Now, let's see, on the other hand, if you do enable, if you do enable it to go outside of enterprise content, in that case, it will come back and say based on my knowledge, here are some tips to do that. So in this case, the user knows that this is not coming from the enterprise sources, but it's coming from its own knowledge so that they can go and make sure and verify that all of the responses are actually correct.

Then we have third thing is specifying blocked words or phrases. So you can specify a list of blocked words or phrases that should never appear in the response. Imagine you have a secret project in the company, very sensitive documents, sensitive subject or keywords that sure you'll have access control to make sure those documents are not accessible to everyone.

But you know, Pick Enterprises is always a straight document that talks about something that people should not know. And so with this, you make sure that you you can say well for this top secret Project X make sure that this never appears in any responses and we have checks and balances in place that any time it encounters any topic like that it will just block it and make sure that it doesn't, it's not shown to users that don't have access to it.

Then we also have topic level guardrails and there's so what you can do with topic guard rails is you can specify topics or special topics and you can define treatments for those topics. And we have four types of treatments.

The first is you can respond with a predefined message. So a query comes in, we identify that it's related to our topic that you have defined. We will respond with a predefined message that you have defined. It will say here's what it is or you could restrict it to enterprise content only same situation query comes in but it's only responding from enterprise content, not going anywhere else.
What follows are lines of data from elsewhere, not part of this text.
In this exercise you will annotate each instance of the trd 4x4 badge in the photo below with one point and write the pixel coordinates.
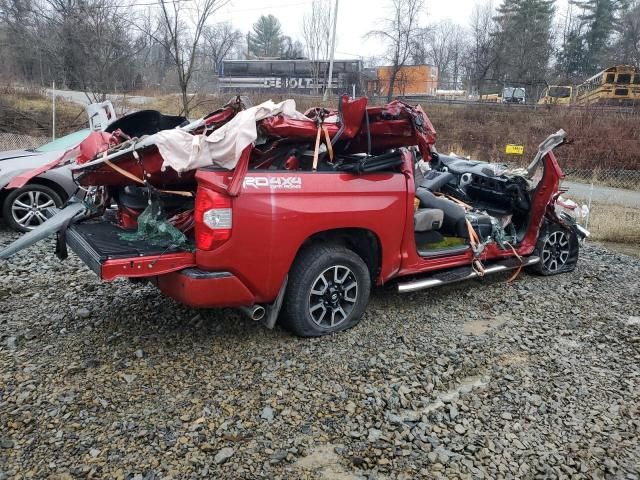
(275, 183)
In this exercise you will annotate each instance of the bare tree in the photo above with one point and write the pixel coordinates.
(482, 52)
(86, 45)
(398, 32)
(181, 27)
(316, 31)
(219, 42)
(439, 51)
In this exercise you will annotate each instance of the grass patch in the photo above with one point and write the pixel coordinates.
(615, 223)
(29, 112)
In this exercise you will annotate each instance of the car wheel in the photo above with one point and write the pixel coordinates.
(328, 291)
(24, 208)
(558, 249)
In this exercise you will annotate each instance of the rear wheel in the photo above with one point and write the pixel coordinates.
(558, 249)
(25, 208)
(328, 291)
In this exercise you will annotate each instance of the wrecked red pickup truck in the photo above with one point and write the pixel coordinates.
(296, 216)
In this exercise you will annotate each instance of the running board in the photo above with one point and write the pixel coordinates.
(463, 273)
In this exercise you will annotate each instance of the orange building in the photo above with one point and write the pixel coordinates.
(410, 80)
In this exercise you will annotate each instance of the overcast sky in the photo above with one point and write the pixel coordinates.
(355, 18)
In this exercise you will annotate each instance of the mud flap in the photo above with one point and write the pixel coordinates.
(60, 221)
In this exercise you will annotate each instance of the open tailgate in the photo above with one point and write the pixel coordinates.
(99, 246)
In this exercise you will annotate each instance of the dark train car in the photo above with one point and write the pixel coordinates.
(290, 76)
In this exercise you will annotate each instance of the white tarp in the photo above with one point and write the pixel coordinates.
(183, 151)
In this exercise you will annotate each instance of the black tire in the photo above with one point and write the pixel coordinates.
(558, 248)
(342, 302)
(37, 196)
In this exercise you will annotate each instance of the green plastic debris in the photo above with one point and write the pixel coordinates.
(154, 228)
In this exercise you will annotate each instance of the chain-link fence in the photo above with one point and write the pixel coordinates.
(13, 141)
(626, 179)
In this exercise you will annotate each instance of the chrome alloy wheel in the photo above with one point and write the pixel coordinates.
(28, 209)
(555, 251)
(333, 296)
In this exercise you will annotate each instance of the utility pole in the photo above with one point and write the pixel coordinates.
(327, 90)
(53, 109)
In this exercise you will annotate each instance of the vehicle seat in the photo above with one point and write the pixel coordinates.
(453, 220)
(427, 219)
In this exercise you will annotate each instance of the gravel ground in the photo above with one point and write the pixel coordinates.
(535, 379)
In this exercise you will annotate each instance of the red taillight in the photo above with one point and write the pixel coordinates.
(214, 219)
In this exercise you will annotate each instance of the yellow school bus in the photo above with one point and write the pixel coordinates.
(557, 95)
(619, 85)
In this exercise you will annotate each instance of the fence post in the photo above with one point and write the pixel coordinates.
(53, 108)
(586, 223)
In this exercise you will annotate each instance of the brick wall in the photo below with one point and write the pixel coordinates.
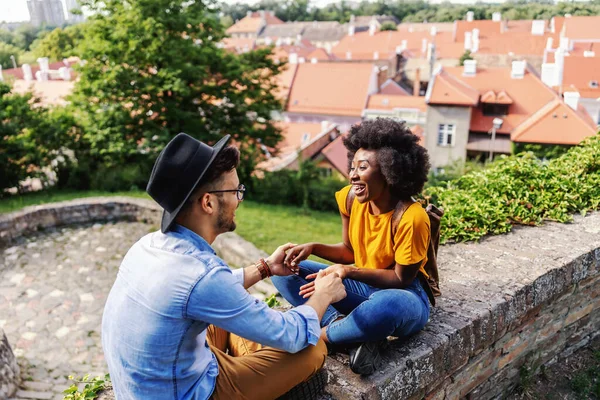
(530, 297)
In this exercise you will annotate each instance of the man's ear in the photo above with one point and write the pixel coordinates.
(207, 203)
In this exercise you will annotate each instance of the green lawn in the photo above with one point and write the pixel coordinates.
(265, 225)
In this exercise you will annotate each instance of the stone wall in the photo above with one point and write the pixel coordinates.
(530, 297)
(9, 370)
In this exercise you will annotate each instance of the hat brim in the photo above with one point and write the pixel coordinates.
(168, 218)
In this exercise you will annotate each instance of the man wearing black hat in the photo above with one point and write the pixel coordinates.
(178, 322)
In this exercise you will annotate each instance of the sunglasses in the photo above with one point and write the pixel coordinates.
(239, 191)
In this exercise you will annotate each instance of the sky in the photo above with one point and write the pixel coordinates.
(16, 10)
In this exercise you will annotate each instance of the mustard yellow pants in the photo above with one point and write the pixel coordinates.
(248, 370)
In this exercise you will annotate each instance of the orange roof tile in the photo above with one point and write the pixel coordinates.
(555, 123)
(285, 80)
(390, 102)
(447, 89)
(578, 74)
(581, 28)
(49, 92)
(331, 88)
(363, 45)
(238, 44)
(392, 87)
(253, 23)
(517, 43)
(337, 154)
(528, 94)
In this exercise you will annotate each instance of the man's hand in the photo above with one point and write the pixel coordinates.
(339, 269)
(330, 285)
(276, 259)
(299, 252)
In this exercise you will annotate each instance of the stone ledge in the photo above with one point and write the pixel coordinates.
(527, 296)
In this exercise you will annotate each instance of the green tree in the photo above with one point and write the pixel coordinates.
(389, 26)
(26, 130)
(466, 56)
(7, 50)
(59, 43)
(154, 68)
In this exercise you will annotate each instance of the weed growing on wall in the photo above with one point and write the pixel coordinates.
(520, 190)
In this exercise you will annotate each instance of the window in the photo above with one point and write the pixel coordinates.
(446, 133)
(494, 110)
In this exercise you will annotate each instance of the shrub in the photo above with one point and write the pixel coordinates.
(520, 189)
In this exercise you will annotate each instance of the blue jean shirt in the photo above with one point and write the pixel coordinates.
(169, 288)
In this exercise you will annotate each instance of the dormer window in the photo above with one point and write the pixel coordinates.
(494, 110)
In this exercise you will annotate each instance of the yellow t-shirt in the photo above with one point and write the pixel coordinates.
(371, 235)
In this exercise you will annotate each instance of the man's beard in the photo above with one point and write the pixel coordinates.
(223, 223)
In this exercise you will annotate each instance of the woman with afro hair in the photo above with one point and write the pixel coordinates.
(387, 167)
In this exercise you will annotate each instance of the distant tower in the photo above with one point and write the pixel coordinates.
(74, 18)
(49, 12)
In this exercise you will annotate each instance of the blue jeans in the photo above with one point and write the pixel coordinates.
(371, 313)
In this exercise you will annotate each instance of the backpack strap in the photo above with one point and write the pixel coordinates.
(349, 200)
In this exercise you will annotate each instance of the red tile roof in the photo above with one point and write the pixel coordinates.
(391, 87)
(578, 74)
(363, 45)
(335, 88)
(50, 92)
(528, 94)
(582, 28)
(555, 123)
(252, 23)
(390, 102)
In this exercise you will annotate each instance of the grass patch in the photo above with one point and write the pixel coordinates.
(267, 226)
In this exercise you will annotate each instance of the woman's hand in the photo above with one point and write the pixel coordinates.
(341, 270)
(276, 261)
(298, 253)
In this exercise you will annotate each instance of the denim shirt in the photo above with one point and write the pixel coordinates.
(169, 288)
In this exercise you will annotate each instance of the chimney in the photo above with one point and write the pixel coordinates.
(538, 27)
(372, 27)
(549, 74)
(470, 68)
(559, 61)
(27, 74)
(518, 70)
(417, 83)
(468, 42)
(572, 99)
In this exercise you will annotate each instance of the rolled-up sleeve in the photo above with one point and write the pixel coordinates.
(219, 299)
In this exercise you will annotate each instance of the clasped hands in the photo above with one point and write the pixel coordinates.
(285, 260)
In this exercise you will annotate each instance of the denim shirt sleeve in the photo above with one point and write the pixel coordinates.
(219, 299)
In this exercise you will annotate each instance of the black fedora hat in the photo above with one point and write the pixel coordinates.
(177, 171)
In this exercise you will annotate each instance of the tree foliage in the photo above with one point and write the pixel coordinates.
(29, 135)
(154, 69)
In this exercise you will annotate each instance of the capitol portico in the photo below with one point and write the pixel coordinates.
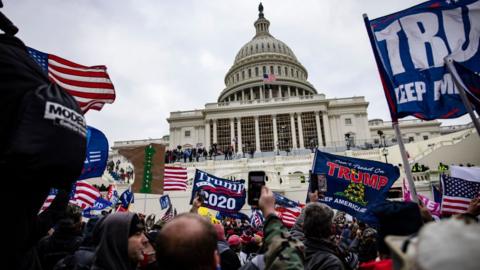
(268, 105)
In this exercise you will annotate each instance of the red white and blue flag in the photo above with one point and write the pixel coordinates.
(459, 189)
(90, 86)
(51, 196)
(287, 210)
(175, 178)
(84, 194)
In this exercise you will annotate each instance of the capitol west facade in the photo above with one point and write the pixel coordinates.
(285, 113)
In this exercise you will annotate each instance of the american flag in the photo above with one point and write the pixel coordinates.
(175, 178)
(84, 194)
(288, 215)
(169, 214)
(287, 210)
(51, 196)
(269, 77)
(457, 194)
(90, 86)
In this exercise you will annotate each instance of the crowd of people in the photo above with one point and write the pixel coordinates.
(200, 153)
(320, 239)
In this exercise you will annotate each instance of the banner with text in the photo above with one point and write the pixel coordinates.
(354, 185)
(221, 194)
(410, 47)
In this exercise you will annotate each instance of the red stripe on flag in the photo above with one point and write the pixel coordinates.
(72, 64)
(82, 73)
(85, 84)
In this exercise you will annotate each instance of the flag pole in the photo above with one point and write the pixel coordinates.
(461, 90)
(403, 153)
(144, 203)
(406, 164)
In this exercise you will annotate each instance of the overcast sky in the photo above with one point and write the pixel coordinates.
(165, 56)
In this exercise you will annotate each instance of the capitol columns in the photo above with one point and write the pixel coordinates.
(257, 135)
(326, 128)
(300, 130)
(207, 134)
(239, 135)
(294, 135)
(319, 129)
(214, 131)
(275, 133)
(232, 133)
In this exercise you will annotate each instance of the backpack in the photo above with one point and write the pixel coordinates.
(43, 131)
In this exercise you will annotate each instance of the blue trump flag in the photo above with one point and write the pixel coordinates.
(238, 215)
(354, 185)
(410, 46)
(471, 84)
(97, 154)
(221, 194)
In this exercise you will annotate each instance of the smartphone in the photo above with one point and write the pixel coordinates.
(321, 182)
(313, 182)
(202, 196)
(256, 180)
(318, 182)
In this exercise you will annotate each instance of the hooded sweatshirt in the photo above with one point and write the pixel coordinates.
(112, 252)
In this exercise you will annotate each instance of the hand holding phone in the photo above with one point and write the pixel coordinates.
(322, 182)
(256, 180)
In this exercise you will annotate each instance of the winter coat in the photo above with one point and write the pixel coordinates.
(112, 251)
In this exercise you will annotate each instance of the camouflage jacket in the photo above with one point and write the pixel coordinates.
(282, 250)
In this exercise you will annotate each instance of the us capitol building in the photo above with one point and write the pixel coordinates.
(269, 108)
(268, 105)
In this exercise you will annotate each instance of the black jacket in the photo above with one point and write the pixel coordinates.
(321, 254)
(228, 257)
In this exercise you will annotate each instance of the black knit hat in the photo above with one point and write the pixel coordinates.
(136, 225)
(396, 218)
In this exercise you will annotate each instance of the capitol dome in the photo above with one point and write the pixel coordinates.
(265, 68)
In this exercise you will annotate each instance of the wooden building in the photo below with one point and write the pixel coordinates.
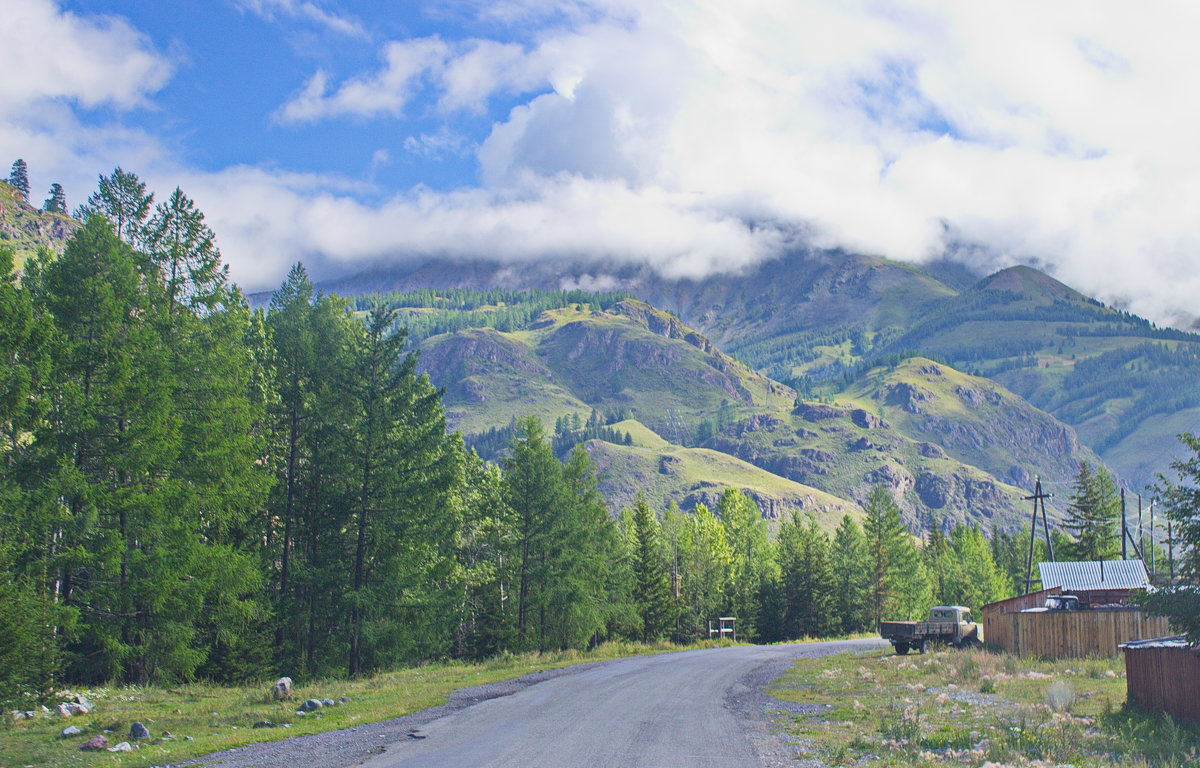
(1164, 673)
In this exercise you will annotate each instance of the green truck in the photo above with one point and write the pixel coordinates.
(949, 624)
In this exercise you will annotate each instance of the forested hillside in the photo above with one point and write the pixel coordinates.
(192, 489)
(820, 321)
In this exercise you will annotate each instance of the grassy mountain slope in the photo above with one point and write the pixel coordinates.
(847, 451)
(694, 475)
(25, 229)
(678, 390)
(1113, 376)
(975, 419)
(573, 359)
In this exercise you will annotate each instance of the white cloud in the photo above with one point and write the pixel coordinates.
(1057, 133)
(271, 10)
(52, 54)
(701, 136)
(383, 93)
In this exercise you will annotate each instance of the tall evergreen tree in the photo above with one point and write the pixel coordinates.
(900, 586)
(807, 579)
(706, 567)
(123, 199)
(18, 179)
(1092, 514)
(57, 202)
(652, 589)
(850, 565)
(753, 558)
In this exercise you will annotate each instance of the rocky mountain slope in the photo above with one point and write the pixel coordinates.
(701, 420)
(25, 229)
(817, 319)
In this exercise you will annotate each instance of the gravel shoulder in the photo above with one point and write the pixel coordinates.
(388, 739)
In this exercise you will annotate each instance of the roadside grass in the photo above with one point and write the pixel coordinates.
(977, 708)
(219, 717)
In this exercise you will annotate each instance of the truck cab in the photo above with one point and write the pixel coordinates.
(947, 623)
(1062, 603)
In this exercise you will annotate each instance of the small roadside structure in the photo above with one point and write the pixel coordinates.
(1081, 611)
(1096, 582)
(1164, 673)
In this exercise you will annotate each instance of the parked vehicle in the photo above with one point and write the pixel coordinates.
(951, 624)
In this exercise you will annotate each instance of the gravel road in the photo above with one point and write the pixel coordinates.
(685, 709)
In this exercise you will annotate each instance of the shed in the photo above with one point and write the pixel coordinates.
(1096, 582)
(997, 631)
(1164, 673)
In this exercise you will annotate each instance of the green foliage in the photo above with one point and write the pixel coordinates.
(753, 564)
(808, 579)
(652, 592)
(899, 582)
(18, 178)
(1181, 497)
(57, 203)
(1093, 514)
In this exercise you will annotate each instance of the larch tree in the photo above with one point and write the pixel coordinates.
(18, 179)
(652, 588)
(1093, 515)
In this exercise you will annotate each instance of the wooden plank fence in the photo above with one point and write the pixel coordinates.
(997, 631)
(1073, 634)
(1165, 676)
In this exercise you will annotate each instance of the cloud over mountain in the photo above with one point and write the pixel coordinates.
(699, 136)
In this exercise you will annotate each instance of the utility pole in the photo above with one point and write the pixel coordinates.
(1125, 532)
(1037, 498)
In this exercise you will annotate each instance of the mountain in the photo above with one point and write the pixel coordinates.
(629, 358)
(27, 229)
(1126, 385)
(699, 420)
(816, 321)
(975, 419)
(670, 473)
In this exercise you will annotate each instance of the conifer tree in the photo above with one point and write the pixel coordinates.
(1092, 514)
(706, 565)
(18, 179)
(57, 203)
(753, 558)
(850, 565)
(900, 586)
(124, 201)
(652, 591)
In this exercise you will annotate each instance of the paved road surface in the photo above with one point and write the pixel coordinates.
(690, 709)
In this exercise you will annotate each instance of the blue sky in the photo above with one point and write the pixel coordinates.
(693, 136)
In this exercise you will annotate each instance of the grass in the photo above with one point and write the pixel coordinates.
(219, 717)
(981, 709)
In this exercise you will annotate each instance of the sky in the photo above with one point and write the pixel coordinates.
(696, 136)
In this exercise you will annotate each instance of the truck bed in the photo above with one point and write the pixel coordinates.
(917, 630)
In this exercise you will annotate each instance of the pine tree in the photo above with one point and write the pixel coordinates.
(652, 589)
(807, 579)
(1181, 497)
(900, 586)
(753, 558)
(850, 565)
(1092, 515)
(18, 179)
(57, 203)
(706, 567)
(124, 201)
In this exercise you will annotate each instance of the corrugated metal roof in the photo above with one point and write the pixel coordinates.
(1092, 575)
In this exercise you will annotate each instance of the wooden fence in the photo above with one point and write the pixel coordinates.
(1164, 676)
(997, 631)
(1072, 634)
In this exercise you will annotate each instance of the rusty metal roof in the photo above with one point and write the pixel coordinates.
(1095, 575)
Third treatment is you can restrict responses to enterprise content but with merida filters. So maybe you want to say for these type of queries only go to sharepoint or only go to google drive or you may have some other merida to identify your content only restricted to those sources. And you can apply these topic filters to specific users and groups and enterprises.

Now let's take an example scenario where this will be useful and say you have a security team that has discovered vulnerabilities in your website. They've created some documents about it. That's all in your enterprise corpus. Now, you want to make sure that these are not opened up to all the employees. Again, of course, there's access control but like we said, pick enterprises very hard to control these things.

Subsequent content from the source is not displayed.